What is the oldest coffee you've drank and enjoyed. I mean since introduction to good coffee.


----------



## Beanosaurus (Jun 4, 2014)

CoffeeJohnny said:


> ...What is the oldest coffee you've drank and enjoyed. I mean since introduction to good coffee.


I have a doomsday coffee tin where any leftovers get chucked in there for when I get caught short, its probably the most complex blend of components known to man with varying degrees of staleness - some beans are genuinely months old... :/

Had a couple of palatable pour overs and some alright aeropresses, but rarely ever brew anything out of it as nowadays I ensure a constant supply of fresh and rested stuff.

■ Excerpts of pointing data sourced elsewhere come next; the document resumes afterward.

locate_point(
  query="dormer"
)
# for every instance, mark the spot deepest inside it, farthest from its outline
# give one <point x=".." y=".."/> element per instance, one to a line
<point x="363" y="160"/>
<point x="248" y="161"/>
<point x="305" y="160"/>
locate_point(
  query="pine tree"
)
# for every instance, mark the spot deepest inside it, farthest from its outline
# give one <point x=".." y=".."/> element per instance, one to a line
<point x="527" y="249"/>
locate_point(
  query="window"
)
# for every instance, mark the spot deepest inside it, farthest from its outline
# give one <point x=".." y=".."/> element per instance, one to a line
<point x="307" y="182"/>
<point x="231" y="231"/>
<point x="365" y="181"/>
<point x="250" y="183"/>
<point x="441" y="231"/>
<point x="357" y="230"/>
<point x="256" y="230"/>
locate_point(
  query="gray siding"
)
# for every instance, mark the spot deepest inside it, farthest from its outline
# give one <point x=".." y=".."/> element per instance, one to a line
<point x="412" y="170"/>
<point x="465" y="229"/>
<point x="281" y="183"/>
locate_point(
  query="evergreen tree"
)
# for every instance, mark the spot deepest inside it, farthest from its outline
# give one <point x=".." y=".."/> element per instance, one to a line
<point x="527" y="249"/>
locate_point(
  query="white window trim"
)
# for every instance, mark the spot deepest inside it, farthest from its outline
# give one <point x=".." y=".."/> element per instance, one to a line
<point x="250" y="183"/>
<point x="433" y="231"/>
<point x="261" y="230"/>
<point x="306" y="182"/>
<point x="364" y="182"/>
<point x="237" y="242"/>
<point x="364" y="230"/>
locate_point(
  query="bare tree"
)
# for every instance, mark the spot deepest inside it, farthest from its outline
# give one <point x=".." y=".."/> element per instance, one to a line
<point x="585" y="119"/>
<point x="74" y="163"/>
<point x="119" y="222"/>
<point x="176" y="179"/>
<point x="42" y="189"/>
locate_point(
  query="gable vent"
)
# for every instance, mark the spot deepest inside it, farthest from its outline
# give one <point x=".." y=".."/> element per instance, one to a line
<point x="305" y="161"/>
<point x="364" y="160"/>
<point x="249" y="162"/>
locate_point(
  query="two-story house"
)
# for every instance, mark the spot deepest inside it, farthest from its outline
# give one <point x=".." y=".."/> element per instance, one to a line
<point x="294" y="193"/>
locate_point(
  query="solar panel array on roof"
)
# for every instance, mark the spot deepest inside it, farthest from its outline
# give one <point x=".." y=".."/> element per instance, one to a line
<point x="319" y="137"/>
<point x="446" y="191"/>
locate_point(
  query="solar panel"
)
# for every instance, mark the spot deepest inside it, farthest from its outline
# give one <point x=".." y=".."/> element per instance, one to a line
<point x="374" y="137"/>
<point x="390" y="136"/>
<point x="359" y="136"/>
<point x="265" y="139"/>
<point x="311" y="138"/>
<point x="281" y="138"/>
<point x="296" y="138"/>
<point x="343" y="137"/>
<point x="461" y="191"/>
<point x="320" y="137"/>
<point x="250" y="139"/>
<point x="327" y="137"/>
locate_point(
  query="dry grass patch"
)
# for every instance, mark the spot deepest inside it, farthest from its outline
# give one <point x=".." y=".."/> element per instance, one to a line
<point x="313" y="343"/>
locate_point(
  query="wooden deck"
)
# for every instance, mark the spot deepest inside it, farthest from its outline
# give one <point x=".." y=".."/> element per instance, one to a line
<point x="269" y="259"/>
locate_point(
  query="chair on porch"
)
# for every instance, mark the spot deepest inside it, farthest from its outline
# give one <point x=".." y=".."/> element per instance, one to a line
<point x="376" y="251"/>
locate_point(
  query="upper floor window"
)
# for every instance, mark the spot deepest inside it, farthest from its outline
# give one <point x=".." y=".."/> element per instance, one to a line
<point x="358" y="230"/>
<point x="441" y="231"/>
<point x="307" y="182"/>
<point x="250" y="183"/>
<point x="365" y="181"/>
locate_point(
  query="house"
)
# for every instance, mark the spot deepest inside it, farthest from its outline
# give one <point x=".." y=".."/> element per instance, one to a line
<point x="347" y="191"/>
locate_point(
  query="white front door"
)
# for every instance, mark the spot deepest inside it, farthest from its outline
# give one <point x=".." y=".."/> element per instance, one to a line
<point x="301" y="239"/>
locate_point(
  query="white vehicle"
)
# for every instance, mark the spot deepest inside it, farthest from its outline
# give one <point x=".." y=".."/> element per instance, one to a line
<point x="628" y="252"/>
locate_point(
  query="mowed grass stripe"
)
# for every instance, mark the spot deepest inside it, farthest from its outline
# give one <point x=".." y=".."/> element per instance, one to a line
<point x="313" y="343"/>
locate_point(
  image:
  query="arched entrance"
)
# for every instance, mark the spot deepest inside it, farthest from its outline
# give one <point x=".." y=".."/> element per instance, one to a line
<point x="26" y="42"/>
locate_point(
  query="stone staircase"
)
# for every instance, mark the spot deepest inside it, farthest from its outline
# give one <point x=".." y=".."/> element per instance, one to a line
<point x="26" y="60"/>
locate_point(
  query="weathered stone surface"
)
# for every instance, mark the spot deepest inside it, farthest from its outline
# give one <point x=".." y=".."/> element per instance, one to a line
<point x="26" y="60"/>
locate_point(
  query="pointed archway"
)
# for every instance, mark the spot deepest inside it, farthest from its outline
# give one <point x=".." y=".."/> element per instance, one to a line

I will say though that I've had acceptably good pourover from beans that are around 2+ months old.


----------



## Steve7 (Dec 19, 2014)

If you think it tastes nice, who cares how old it is


----------



## CoffeeJohnny (Feb 28, 2011)

That's the point I've binned remnants of a bag before and in truth I've wasted perfectly good coffee.


----------



## Steve7 (Dec 19, 2014)

I have some 5 year old greens I'm the garage. I am going to see what happens when I roast...


----------



## froggystyle (Oct 30, 2013)

What do you roast on?


----------



## Steve7 (Dec 19, 2014)

froggystyle said:


> What do you roast on?


Tuesday.

And a hottop


----------



## froggystyle (Oct 30, 2013)

Only Tuesday!


----------